インターネット上のサービスを利用する時に、IDとパスワードの入力が求められることがあります。この時の「ID」も識別子ですが、「アカウント」と呼ばれることもありますね。
(2)身分証明書としてのID
英語だと、identification card、identity card、ID card、identity document、a piece of identificationなどなど。

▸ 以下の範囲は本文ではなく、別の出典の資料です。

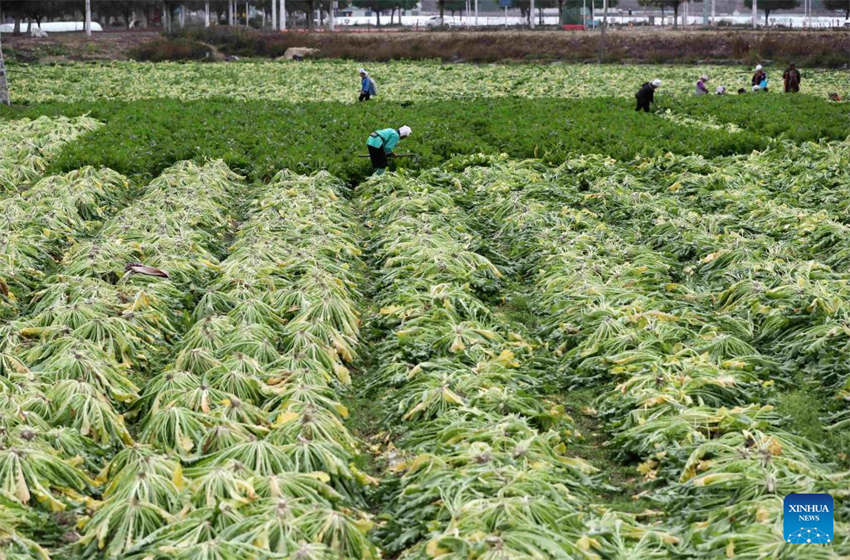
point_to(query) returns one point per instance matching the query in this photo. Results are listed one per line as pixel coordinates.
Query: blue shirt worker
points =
(368, 89)
(381, 144)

一般的には、個人が身分を証明する時に使用する文書を意味します。最近はカード形式の身分証明書が多いので、「IDカード」と言っても良いでしょう。
電子政府で言えば、住民基本台帳カード(住基カード)が身分証明書としてのIDです。
(3)本人を特定するための情報の総体としてのID
英語だと、identity
個人的には、この意味で使われるIDが、一番わかりづらいように思います。
例えば、「あなたは何者なのか?」と尋ねられたら、色んな答え方があります。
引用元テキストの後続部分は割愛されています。